Donald Trump has certainly made hay with his picks for Cabinet posts. His choice for attorney general, Matt Gaetz, withdrew yesterday, but otherwise, he’s churning ahead. The Spectator’s Ben Domenech makes an interesting overarching observation about Trump’s strategy.
What’s emerging now is a clearer picture of what Trump 47 has as an idea of his cabinet — and it’s far more consistent, and potentially transformative, than some observers currently seem to appreciate.
Cabinets and top officials are most often drawn from a pool of experienced politicians with lengthy résumés, earned from decades of service in varied capacities and concentration in their particular area. The biggest donors and bundlers have their targeted jobs, as do the influence peddlers and those politicians mindful of the board jobs they want after they depart their role. The number of truly transformative cabinet members over the years is small in number; in recent terms you were more likely to see political hacks with little in the way of policy experience granted major roles.

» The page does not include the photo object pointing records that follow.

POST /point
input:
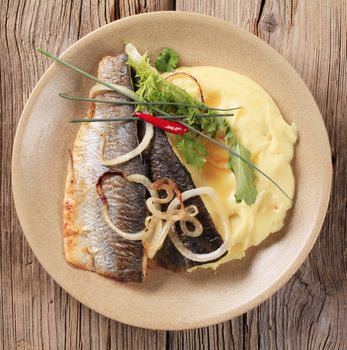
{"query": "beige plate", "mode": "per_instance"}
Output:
(167, 300)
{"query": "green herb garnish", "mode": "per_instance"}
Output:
(153, 87)
(132, 96)
(166, 61)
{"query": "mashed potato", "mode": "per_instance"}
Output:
(261, 128)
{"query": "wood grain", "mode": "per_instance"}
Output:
(308, 313)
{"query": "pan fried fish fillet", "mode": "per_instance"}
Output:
(89, 242)
(164, 163)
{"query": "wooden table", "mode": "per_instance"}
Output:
(308, 313)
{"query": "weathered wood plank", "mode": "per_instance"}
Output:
(308, 312)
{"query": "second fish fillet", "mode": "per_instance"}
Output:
(89, 242)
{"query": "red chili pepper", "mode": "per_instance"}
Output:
(167, 125)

Yet here’s what’s different with Trump:
Look across the range of nominees and it’s obvious what nearly all of them have in common: they are communicators, not administrators. The skillsets they bring to their new roles are less about the unsexy business of corralling bureaucrats, they’re about being experienced advocates to a public audience on behalf of Trump’s agenda, or their own. Imagine a cabinet entirely built around the idea that the people named all need to possess the capability not just to testify before Congress, run a press conference or do a media hit — but to go on longform podcasts as effective faces of the Trump 47 agenda. Nearly all of them have already done so, repeatedly, in the past few years. Some even host podcasts themselves — and there’s probably no reason for them to stop now.
A pattern is emerging in all of this: pair a figure from central casting, loyal to Trump but perhaps lacking in subject matter experience, with solid deputies expected to do the tough behind the scenes work of upending the administrative state. The latter will have the tougher task, given the fact that much as the “resistance” effort is muted this time around, it still exists and thrives within the bureaucracies opposed to the president-elect’s dramatic promises of reform and redirection. But having the face matters, too, particularly in increasing the confidence of the American people in his policies.
Domenech sums up the strategy this way: “Leave policy making to the nerds; pick the people with the capability to make the best case for it, whatever it turns out to be.”